Richard Strauss Songs, vol. 6

 

Our rating

4

Published: April 4, 2013 at 3:14 pm

COMPOSERS: Richard Strauss
LABELS: Hyperion
ALBUM TITLE: Richard Strauss Songs, vol. 6
WORKS: Songs, vol. 6: Einerlei, Op. 69 No. 3; Der Stern, Op. 69 No. 1; Waldesfahrt, Op. 69 No. 4; Rote Rosen, AV76; etc
PERFORMER: Elizabeth Watts (soprano), Roger Vignoles (piano)
CATALOGUE NO: CDA67844

It comes as quite a surprise to find that Richard Strauss’s song cycle Krämerspiegel (Shopkeeper’s Mirror), a satirical swipe at ‘bloodsucking’ music publishers, has been given not to sarcastic baritone, but to a lyric soprano. The gambit reveals Elizabeth Watts’s voice to be more than merely sweet. As well as showing her ability to weave around a wide-ranging phrase, apparent in the first song on the disc, ‘Einerlei’, and incorporating a useful chest voice, she shows a wicked penchant for donning joke fangs in the song cycle. The bloom on the sound, too, draws our attention to how much genuine invention there is in this long chain of satires, abetted by Roger Vignoles’s ability to slip from discordant heavy weather into sparkling waltzes and polkas. The pianist’s limelight here culminates in the lovely Schumannesque interlude which later served the composer so well in his final opera Capriccio.

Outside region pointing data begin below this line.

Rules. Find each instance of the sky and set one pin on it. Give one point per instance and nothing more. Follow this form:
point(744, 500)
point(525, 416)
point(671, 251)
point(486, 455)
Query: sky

Whimsy is also a keynote of the early and late songs. Even the simpler settings are not always what they seem: Das Bächlein babbles on prettily until the threefold invocation of ‘Mein Führer’ at the end (the year was 1933, before Strauss’s fall from grace with the regime). Watts and Vignoles calmly pull off this, and the gracious homage to a wartime refuge at Vienna’s Belvedere, and then the real ‘last song’, Malven. A fascinating sequence, then, that never descends into the meretricious.